5月20日から5月25日までロスアンゼルスで米国消化器病週間(DDW)が開催された。5月のロスアンゼルスは、からっと晴れ上がって、素敵な青空であった。私は、去年の秋のコペンハーゲンと同様、色素拡大内視鏡による核診断について発表した。最新型の拡大内視鏡を用いると、核が見えること。さらに、その所見からの大腸腺腫と大腸癌の鑑別診断が、よくできることを発表した。聴衆の反応は、予想よりも好評であった。


 ところで、今回の学会で、内視鏡について主に話題になったのは、診断や治療に関する、新たな、さまざまな道具である。大腸内視鏡挿入については、気体で大腸を膨らませてプロペラで入っていくエアロ内視鏡や、先端につけるキャタピラ型内視鏡、硬化と軟化が一瞬で変えられて、形態が自由に固定できるスライディングチューブなどの発表があった。診断面では、カプセル内視鏡の更なる進化(前進後退、旋回運動の遠隔操作、食道観察、胃観察、大腸観察)やその臨床応用の結果が、数多く発表されていた。また、DBE(ダブルバルーン内視鏡)、コンフォーカル(confocal)内視鏡(=共焦点式レーザー内視鏡)、NBI(峡帯域強調画像)とAFI(自己蛍光画像)の更なる進化と臨床応用結果が数多く発表されていた。また、ラマンスペクトルによる特殊生検カンシの開発も初めて発表されていた。治療面では新型カンシ様ステイプラーや各種縫合装置による全層縫合の進化と、それに伴う、各種臨床応用の報告のほかに、経消化管的腹腔手術の動物実験も報告されていた。

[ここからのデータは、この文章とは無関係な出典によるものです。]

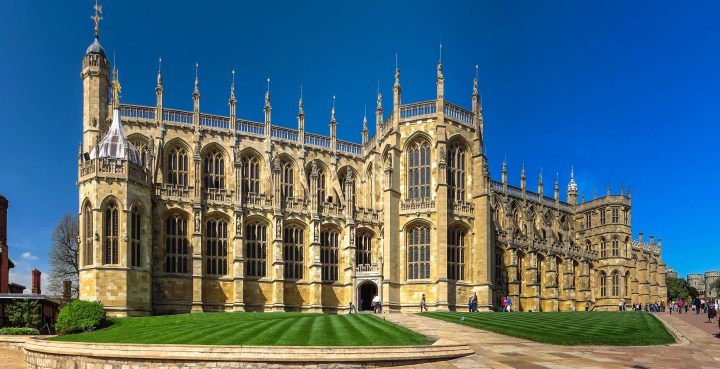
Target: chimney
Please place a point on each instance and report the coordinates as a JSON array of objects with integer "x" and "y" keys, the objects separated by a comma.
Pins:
[
  {"x": 67, "y": 290},
  {"x": 36, "y": 282}
]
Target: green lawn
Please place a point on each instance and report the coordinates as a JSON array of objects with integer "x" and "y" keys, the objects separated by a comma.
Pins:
[
  {"x": 570, "y": 328},
  {"x": 276, "y": 329}
]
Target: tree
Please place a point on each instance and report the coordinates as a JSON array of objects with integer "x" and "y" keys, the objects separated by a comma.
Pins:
[
  {"x": 24, "y": 314},
  {"x": 677, "y": 288},
  {"x": 64, "y": 263}
]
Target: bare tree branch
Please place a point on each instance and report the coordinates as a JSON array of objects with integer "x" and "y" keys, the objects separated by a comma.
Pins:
[{"x": 64, "y": 256}]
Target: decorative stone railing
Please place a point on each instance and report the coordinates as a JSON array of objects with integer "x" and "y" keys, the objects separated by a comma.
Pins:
[
  {"x": 137, "y": 112},
  {"x": 257, "y": 200},
  {"x": 462, "y": 207},
  {"x": 177, "y": 116},
  {"x": 215, "y": 121},
  {"x": 249, "y": 127},
  {"x": 418, "y": 109},
  {"x": 418, "y": 204},
  {"x": 217, "y": 194},
  {"x": 366, "y": 215},
  {"x": 458, "y": 113},
  {"x": 367, "y": 268},
  {"x": 170, "y": 190},
  {"x": 112, "y": 168}
]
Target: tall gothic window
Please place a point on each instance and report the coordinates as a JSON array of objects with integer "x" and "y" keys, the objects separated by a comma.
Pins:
[
  {"x": 176, "y": 244},
  {"x": 251, "y": 175},
  {"x": 616, "y": 247},
  {"x": 419, "y": 252},
  {"x": 615, "y": 284},
  {"x": 419, "y": 170},
  {"x": 288, "y": 179},
  {"x": 363, "y": 248},
  {"x": 178, "y": 167},
  {"x": 141, "y": 146},
  {"x": 216, "y": 247},
  {"x": 111, "y": 233},
  {"x": 88, "y": 235},
  {"x": 456, "y": 172},
  {"x": 456, "y": 254},
  {"x": 135, "y": 231},
  {"x": 322, "y": 198},
  {"x": 293, "y": 243},
  {"x": 329, "y": 254},
  {"x": 256, "y": 250},
  {"x": 214, "y": 170}
]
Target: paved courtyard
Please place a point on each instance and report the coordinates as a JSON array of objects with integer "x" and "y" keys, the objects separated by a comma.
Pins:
[{"x": 699, "y": 349}]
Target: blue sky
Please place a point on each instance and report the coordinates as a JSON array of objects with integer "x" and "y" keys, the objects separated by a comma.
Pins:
[{"x": 626, "y": 92}]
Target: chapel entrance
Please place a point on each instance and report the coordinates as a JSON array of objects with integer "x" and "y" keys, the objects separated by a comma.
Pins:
[{"x": 366, "y": 292}]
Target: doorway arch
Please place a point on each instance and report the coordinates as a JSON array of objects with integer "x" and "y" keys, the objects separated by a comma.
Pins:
[{"x": 366, "y": 292}]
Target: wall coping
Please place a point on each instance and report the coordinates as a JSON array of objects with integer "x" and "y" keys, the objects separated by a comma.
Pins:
[{"x": 372, "y": 355}]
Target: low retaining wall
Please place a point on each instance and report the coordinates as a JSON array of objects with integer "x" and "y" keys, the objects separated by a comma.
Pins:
[{"x": 43, "y": 354}]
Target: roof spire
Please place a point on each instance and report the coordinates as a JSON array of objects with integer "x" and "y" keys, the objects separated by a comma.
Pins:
[{"x": 97, "y": 18}]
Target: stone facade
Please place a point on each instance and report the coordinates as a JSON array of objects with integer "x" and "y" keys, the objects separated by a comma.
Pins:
[{"x": 225, "y": 214}]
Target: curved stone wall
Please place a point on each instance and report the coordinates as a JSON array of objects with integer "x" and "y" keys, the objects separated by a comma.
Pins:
[{"x": 43, "y": 354}]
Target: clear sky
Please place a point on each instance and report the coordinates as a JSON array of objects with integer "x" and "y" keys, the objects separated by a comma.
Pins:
[{"x": 627, "y": 92}]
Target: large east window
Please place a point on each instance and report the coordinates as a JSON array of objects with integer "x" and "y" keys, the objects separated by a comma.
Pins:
[
  {"x": 216, "y": 242},
  {"x": 329, "y": 254},
  {"x": 214, "y": 170},
  {"x": 419, "y": 170},
  {"x": 293, "y": 242},
  {"x": 111, "y": 233},
  {"x": 176, "y": 244},
  {"x": 456, "y": 173},
  {"x": 419, "y": 252},
  {"x": 177, "y": 167},
  {"x": 256, "y": 250},
  {"x": 456, "y": 254}
]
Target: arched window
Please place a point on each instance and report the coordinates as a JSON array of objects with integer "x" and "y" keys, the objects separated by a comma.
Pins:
[
  {"x": 419, "y": 170},
  {"x": 214, "y": 170},
  {"x": 329, "y": 254},
  {"x": 178, "y": 167},
  {"x": 141, "y": 146},
  {"x": 176, "y": 244},
  {"x": 363, "y": 248},
  {"x": 111, "y": 233},
  {"x": 615, "y": 284},
  {"x": 343, "y": 183},
  {"x": 216, "y": 241},
  {"x": 256, "y": 250},
  {"x": 615, "y": 247},
  {"x": 456, "y": 254},
  {"x": 135, "y": 231},
  {"x": 288, "y": 179},
  {"x": 293, "y": 243},
  {"x": 456, "y": 172},
  {"x": 251, "y": 174},
  {"x": 419, "y": 252},
  {"x": 88, "y": 235}
]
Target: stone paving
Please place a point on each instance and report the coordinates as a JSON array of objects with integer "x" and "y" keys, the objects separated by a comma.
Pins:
[{"x": 697, "y": 349}]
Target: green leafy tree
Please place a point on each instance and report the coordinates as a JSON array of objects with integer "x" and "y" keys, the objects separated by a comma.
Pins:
[
  {"x": 677, "y": 288},
  {"x": 24, "y": 313}
]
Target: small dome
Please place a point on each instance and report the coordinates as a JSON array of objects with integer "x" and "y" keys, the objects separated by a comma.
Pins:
[
  {"x": 95, "y": 48},
  {"x": 115, "y": 144}
]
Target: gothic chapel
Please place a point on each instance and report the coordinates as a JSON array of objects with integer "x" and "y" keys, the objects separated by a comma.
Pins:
[{"x": 182, "y": 211}]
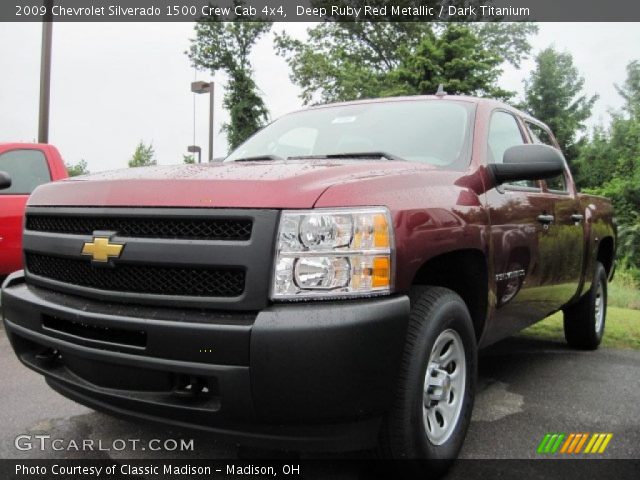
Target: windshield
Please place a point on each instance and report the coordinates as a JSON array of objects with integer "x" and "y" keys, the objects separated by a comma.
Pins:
[{"x": 428, "y": 131}]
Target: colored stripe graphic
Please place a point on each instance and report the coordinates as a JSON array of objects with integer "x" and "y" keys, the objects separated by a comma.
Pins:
[
  {"x": 598, "y": 443},
  {"x": 551, "y": 442},
  {"x": 573, "y": 443}
]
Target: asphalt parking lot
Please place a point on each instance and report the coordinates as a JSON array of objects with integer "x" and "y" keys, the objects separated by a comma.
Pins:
[{"x": 526, "y": 388}]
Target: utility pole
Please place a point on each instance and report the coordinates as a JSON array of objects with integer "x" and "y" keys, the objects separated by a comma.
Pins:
[
  {"x": 207, "y": 87},
  {"x": 45, "y": 74}
]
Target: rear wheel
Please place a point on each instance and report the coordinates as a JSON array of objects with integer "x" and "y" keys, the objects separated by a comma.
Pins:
[
  {"x": 584, "y": 322},
  {"x": 435, "y": 394}
]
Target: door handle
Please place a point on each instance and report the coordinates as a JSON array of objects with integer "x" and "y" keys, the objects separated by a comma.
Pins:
[{"x": 546, "y": 219}]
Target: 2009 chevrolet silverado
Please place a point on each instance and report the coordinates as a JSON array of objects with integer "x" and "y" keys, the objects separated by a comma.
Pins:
[{"x": 327, "y": 286}]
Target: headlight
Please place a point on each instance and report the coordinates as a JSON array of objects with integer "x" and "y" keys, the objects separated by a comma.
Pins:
[{"x": 333, "y": 253}]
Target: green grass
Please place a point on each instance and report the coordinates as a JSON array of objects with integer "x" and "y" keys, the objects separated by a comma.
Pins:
[{"x": 622, "y": 329}]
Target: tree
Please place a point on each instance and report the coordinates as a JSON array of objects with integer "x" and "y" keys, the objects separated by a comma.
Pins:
[
  {"x": 610, "y": 165},
  {"x": 225, "y": 47},
  {"x": 553, "y": 94},
  {"x": 350, "y": 60},
  {"x": 76, "y": 169},
  {"x": 143, "y": 156}
]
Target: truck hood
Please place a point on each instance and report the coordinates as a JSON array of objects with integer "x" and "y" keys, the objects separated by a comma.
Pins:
[{"x": 268, "y": 184}]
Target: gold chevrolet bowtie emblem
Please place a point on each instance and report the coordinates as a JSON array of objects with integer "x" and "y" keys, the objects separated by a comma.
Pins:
[{"x": 101, "y": 250}]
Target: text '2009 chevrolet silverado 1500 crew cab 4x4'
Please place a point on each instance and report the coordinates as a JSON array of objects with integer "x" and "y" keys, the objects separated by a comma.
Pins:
[{"x": 327, "y": 286}]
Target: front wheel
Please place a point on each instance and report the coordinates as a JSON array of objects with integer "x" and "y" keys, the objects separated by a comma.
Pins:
[
  {"x": 435, "y": 393},
  {"x": 584, "y": 322}
]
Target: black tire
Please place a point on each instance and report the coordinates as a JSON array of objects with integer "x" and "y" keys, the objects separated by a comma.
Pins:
[
  {"x": 580, "y": 325},
  {"x": 404, "y": 436}
]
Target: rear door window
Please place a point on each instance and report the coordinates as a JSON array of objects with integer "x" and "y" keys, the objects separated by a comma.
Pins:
[
  {"x": 27, "y": 168},
  {"x": 541, "y": 135}
]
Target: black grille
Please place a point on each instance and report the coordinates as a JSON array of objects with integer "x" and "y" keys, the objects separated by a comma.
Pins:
[
  {"x": 146, "y": 227},
  {"x": 210, "y": 282}
]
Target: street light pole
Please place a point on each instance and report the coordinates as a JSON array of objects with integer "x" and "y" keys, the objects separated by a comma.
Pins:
[
  {"x": 45, "y": 75},
  {"x": 211, "y": 88}
]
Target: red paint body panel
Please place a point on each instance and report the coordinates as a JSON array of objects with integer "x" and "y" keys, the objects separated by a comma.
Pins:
[{"x": 12, "y": 207}]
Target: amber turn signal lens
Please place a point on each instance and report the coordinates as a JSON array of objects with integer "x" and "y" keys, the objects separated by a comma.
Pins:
[{"x": 380, "y": 231}]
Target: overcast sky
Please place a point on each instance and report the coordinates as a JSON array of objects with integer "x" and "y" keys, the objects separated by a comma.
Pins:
[{"x": 114, "y": 84}]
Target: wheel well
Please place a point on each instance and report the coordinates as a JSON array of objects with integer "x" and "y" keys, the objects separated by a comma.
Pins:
[
  {"x": 605, "y": 254},
  {"x": 464, "y": 272}
]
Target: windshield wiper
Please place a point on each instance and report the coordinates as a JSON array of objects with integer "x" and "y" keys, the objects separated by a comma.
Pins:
[
  {"x": 386, "y": 155},
  {"x": 258, "y": 158}
]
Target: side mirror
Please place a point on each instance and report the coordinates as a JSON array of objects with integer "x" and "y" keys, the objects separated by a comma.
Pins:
[
  {"x": 5, "y": 180},
  {"x": 528, "y": 162}
]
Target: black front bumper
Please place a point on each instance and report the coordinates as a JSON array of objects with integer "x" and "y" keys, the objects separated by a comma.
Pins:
[{"x": 301, "y": 375}]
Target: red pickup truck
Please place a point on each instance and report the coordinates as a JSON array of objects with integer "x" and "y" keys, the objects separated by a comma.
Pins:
[
  {"x": 327, "y": 286},
  {"x": 23, "y": 167}
]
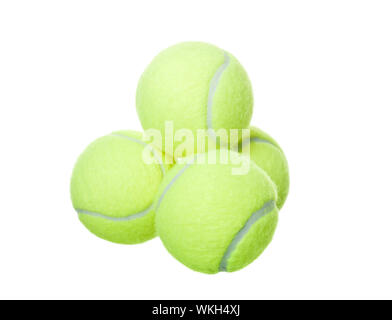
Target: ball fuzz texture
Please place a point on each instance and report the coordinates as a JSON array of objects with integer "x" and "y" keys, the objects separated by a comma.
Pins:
[
  {"x": 196, "y": 86},
  {"x": 268, "y": 155},
  {"x": 113, "y": 188},
  {"x": 212, "y": 220}
]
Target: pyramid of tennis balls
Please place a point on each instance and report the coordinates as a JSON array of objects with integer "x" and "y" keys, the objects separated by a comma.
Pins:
[{"x": 210, "y": 215}]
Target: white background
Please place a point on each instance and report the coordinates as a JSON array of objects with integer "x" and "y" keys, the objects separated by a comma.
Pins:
[{"x": 322, "y": 80}]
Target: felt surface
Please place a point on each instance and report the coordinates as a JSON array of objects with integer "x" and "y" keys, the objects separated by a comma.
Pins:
[
  {"x": 110, "y": 178},
  {"x": 268, "y": 155},
  {"x": 199, "y": 214},
  {"x": 176, "y": 86}
]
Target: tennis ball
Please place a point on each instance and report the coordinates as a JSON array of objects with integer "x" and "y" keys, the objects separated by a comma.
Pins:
[
  {"x": 212, "y": 220},
  {"x": 113, "y": 186},
  {"x": 268, "y": 155},
  {"x": 196, "y": 86}
]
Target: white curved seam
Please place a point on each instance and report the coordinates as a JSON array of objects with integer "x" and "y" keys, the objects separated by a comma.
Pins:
[
  {"x": 258, "y": 140},
  {"x": 211, "y": 93},
  {"x": 153, "y": 151},
  {"x": 167, "y": 188},
  {"x": 117, "y": 219},
  {"x": 256, "y": 216}
]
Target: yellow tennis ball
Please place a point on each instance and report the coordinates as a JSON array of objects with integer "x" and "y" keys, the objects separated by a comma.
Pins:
[
  {"x": 113, "y": 187},
  {"x": 269, "y": 156},
  {"x": 212, "y": 218},
  {"x": 196, "y": 86}
]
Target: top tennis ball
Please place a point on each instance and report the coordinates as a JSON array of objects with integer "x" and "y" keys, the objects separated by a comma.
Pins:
[{"x": 197, "y": 86}]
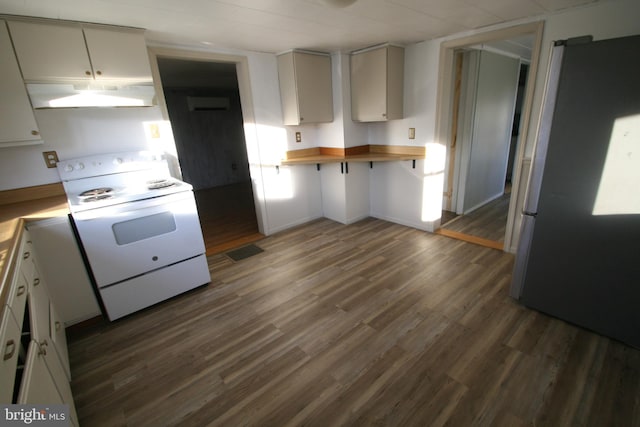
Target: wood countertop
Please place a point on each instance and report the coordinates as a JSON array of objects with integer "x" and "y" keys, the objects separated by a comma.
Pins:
[
  {"x": 13, "y": 217},
  {"x": 363, "y": 153}
]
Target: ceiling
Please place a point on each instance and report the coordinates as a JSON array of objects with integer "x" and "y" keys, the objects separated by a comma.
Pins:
[{"x": 278, "y": 25}]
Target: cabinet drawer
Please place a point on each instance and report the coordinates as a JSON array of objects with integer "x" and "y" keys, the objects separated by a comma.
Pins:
[{"x": 10, "y": 339}]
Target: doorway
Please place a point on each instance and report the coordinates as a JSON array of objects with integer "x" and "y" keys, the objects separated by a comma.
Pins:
[
  {"x": 204, "y": 107},
  {"x": 482, "y": 177}
]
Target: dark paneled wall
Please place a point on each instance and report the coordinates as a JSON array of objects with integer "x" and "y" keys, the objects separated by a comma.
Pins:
[{"x": 210, "y": 141}]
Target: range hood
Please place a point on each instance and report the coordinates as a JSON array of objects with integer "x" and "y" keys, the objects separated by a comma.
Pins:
[{"x": 69, "y": 95}]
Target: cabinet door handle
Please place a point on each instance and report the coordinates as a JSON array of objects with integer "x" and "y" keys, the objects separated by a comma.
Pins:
[
  {"x": 9, "y": 349},
  {"x": 42, "y": 351}
]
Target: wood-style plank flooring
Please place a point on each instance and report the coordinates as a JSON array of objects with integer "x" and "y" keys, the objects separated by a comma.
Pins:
[
  {"x": 227, "y": 216},
  {"x": 487, "y": 222},
  {"x": 371, "y": 324}
]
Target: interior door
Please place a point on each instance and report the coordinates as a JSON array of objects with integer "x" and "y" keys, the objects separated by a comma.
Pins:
[{"x": 493, "y": 101}]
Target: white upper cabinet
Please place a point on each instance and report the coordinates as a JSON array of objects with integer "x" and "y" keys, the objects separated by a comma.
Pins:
[
  {"x": 51, "y": 51},
  {"x": 118, "y": 54},
  {"x": 305, "y": 87},
  {"x": 377, "y": 76},
  {"x": 17, "y": 122}
]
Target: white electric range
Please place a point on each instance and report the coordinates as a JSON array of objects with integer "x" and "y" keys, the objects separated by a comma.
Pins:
[{"x": 137, "y": 227}]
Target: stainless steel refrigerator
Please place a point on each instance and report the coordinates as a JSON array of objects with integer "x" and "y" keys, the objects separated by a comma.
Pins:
[{"x": 578, "y": 257}]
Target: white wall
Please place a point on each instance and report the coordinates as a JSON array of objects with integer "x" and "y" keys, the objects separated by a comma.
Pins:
[
  {"x": 73, "y": 133},
  {"x": 602, "y": 20}
]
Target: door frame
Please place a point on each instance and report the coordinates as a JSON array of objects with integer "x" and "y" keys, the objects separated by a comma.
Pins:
[
  {"x": 246, "y": 101},
  {"x": 445, "y": 101}
]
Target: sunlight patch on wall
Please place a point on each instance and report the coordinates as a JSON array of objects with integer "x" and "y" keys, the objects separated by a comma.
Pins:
[
  {"x": 617, "y": 193},
  {"x": 434, "y": 164}
]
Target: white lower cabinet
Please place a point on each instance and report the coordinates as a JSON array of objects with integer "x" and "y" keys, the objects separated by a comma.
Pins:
[
  {"x": 10, "y": 336},
  {"x": 35, "y": 363},
  {"x": 44, "y": 381}
]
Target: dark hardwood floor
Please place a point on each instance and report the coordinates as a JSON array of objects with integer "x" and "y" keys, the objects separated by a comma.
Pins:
[
  {"x": 227, "y": 216},
  {"x": 371, "y": 324}
]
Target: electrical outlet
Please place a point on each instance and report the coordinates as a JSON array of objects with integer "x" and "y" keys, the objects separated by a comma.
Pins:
[
  {"x": 50, "y": 158},
  {"x": 154, "y": 131}
]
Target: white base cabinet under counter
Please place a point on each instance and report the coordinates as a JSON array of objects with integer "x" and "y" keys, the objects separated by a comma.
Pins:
[
  {"x": 60, "y": 262},
  {"x": 35, "y": 363}
]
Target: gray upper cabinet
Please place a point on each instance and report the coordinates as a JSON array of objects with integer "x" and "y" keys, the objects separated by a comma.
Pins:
[
  {"x": 52, "y": 51},
  {"x": 305, "y": 87},
  {"x": 17, "y": 122},
  {"x": 377, "y": 76}
]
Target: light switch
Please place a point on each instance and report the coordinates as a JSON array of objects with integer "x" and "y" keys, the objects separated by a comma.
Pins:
[{"x": 50, "y": 158}]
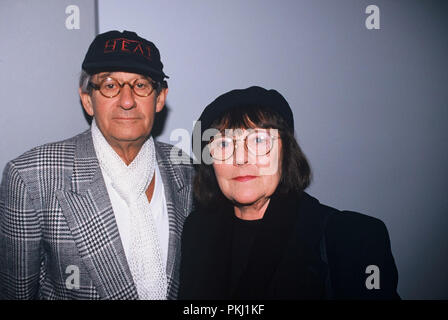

 癌予防薬については、NO-NSAID(一酸化窒素付加非ステロイド抗炎症剤)の有望な実験結果が示されていた。ちなみに、ここ数年、力が入れられていた、CoX2阻害剤は治験の段階で、心不全の頻度が増加するということで発売取りやめとなり、NOが付加されたようだ。それで返って、より強い癌予防効果を持つかもしれない薬にたどり着いたようだ。米国の研究の方向性は、日本消化器内視鏡学会とはかなり異なっていた。


 最後のアメリカ消化器内視鏡学会会長(任期一年)の演説では、今後の消化器内視鏡を取り巻く、医療環境が述べられた。消費者のニーズを超える技術の開発は、消費者の 支持を受けないで廃れていく。30年前、トヨタの車はぼろで、ニーズに追いつかない代物であった。GMは30年前いい車を売っていたが、、その後、消費者のニーズを越える、性能がいいのだが高価な車を作ってしまい、ちょうど消費者のニーズに合う、それなりの価格の車(レキサス)を売るようになったトヨタに、今現在、負けている。内視鏡業界も消費者のニーズを越える余分で高価なことを戒める必要があろうと、コメントしていた。演説の最後に感極まって、涙をぐっとこらえて、声が何回も裏返っていたのが印象的であった。まじめで熱いのだ。また、アメリカは日本も含めて世界に負けないのだという意思を感じさせた演説でもあった。